When Breakfast presenter Jenny-May Clarkson was a kid, she felt as though life was “anything I wanted it to be”.

Speaking to the Ask Me Anything with Paula Bennett podcast, Clarkson said she wanted to be a Silver Fern, and was determined to get it, while not thinking too much about any potential barriers.

“I didn’t have a care in the world, there were no barriers to anything. Life was anything I wanted it to be.”

But, as it turns out, Clarkson said this feeling didn’t last as she grew older.

“Then of course, you get smashed a few times in life, and that whole up and down journey of ‘am I good enough?’ all of those sort of things, I didn’t think about that. As we don’t when we’re young.”

She said when she see’s a photo of her younger, more confident self, she will sometimes think “where is that girl? I want her back”.

“I have moments of being her, and then other moments of ‘this is hard’.”

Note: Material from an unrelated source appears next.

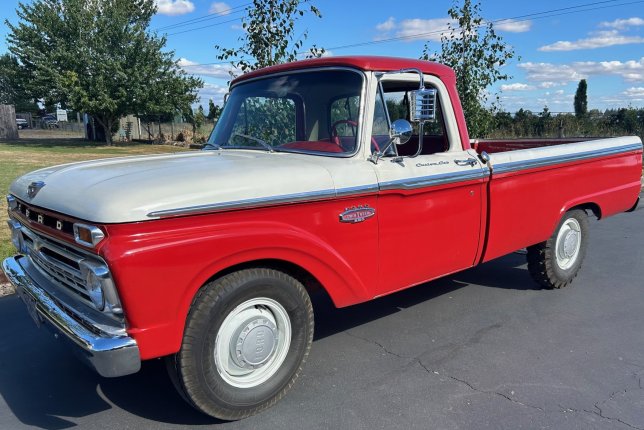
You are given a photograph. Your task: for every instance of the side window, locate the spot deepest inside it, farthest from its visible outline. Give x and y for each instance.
(343, 121)
(270, 119)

Clarkson said some of those moments included losing her brothers, the early struggles of motherhood, and being dropped by the Silver Ferns.

“I had put everything into doing that, and to be rejected, was the hardest part. Then you stand back and you reflected on it and you go ‘oh OK, nobody else actually gave a sh*t’.

“It also taught me there’s other parts of me I need to reflect on, and it’s not just me the netballer – I had thrown all my eggs in one basket – and I forgot about all of the other parts, so it was a good reminder.”

Clarkson said on the podcast another pivotal moment was when someone had said to her “you look good”, and in her head, she said that it felt like it meant “I could look better”.

She added while she was sometimes training twice a day, she would only eat a fruit salad, tuna and crackers and a piece of chicken with a “handful of broccoli” in a day.

“It took a long time for it to take its toll, but when it did it was around selection time. I was running on empty, and it was my fault.”

When first working in television, Clarkson told Bennett she had the feeling of knowing “you’re going to be scrutinised”, but nowadays, she tries to not pay attention to criticism.

“Everything you do, everything you say, what your hair looks like – in the early days, I was very conscious of that, and would kind of try to be what I thought people wanted me to be, and nowadays I care less.”

However, she added she is “up and down in terms of confidence and you know, there’s not often a time where I don’t come out of an interview and go ‘why did I say that, why did I ask that question’ – but now it’s trying about me trying to be better.

“I’m not saying it doesn’t hit me from time to time, but [it is] less now.”